【目的】入院患者に対して褥瘡の専門チーム医療を実施している病院が多い。このような部門横断型で臨床管理すべき並列する課題が、臨床現場にはいくつか存在する(褥瘡・術後せん妄等)。本研究の目的は、データに基づく部門横断型の専門チーム医療を実現するため、臨床知識の構造化手法を用いた状態適応型のプロセスパス開発を行うことである。 本研究は東京大学の倫理審査と奈良県立医科大学の倫理審査で承認され、両大学のアカデミア間共同研究の中で実施された。
【方法】臨床知識の構造化研究である「患者状態適応型パスシステム(PCAPS)開発研究(2004~2007年厚生労働科学研究助成事業)」を経て、2015年前後に褥瘡のプロセスパス研究が実施された。DESIGN-Rを用いて創状態の類型化を行い、検証調査を経て6ユニットが特定され臨床プロセスチャート(CPC)とユニットシート(US)が開発された。今回、「改定DESIGN-R®2020コンセンサス・ドキュメント」等に基づく新たな知識の特定・構造化、CPC・USの改訂を行った。実運用されている臨床支援アプリケーション(チームコンパス)上に搭載するため、1)褥瘡管理を支援するための臨床知識の構造化と標準化 、2)病院標準をつくる効率的な手順の開発、3)構造化臨床知識のデジタルコンテンツ化、4)臨床支援システムに必要とされる機能の特定、を行った。1)~4)の成果を、900床のチームコンパ実装大学病院に適用し有用性を検証した。2022年1~2月にデータドリブン褥瘡ケアプロジェクトを企画しチームを形成した(医師2名、WOCナース、看護部門の情報担当チーム、医療情報部長&パス委員長、看護研究者、工学系研究者、SE)、チームミーティングと作業を3~5月に実施し、標準臨床知識コンテンツの評価改良と自院での運用可能性について検討した。開発された臨床知識コンテンツとシステム機能についてチームの合意を得、実臨床での運用形態や組織化の課題が特定され議論された。

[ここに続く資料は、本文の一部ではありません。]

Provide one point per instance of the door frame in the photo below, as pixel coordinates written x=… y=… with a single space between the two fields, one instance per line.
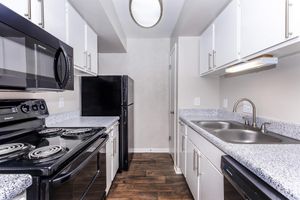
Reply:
x=173 y=52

【考察】標準的臨床知識を実臨床で再利用できるように構造化していくことで、日常業務の中でデジタルデータが蓄積され、臨床のPDCAサイクルがデータドリブンで実現できるようになる。このような部門横断型の専門チーム医療を支援する仕組みとなり得ることが期待される。
本研究は、文部科研 基盤研究(B)(22H03373,代表:水流聡子)により実施された。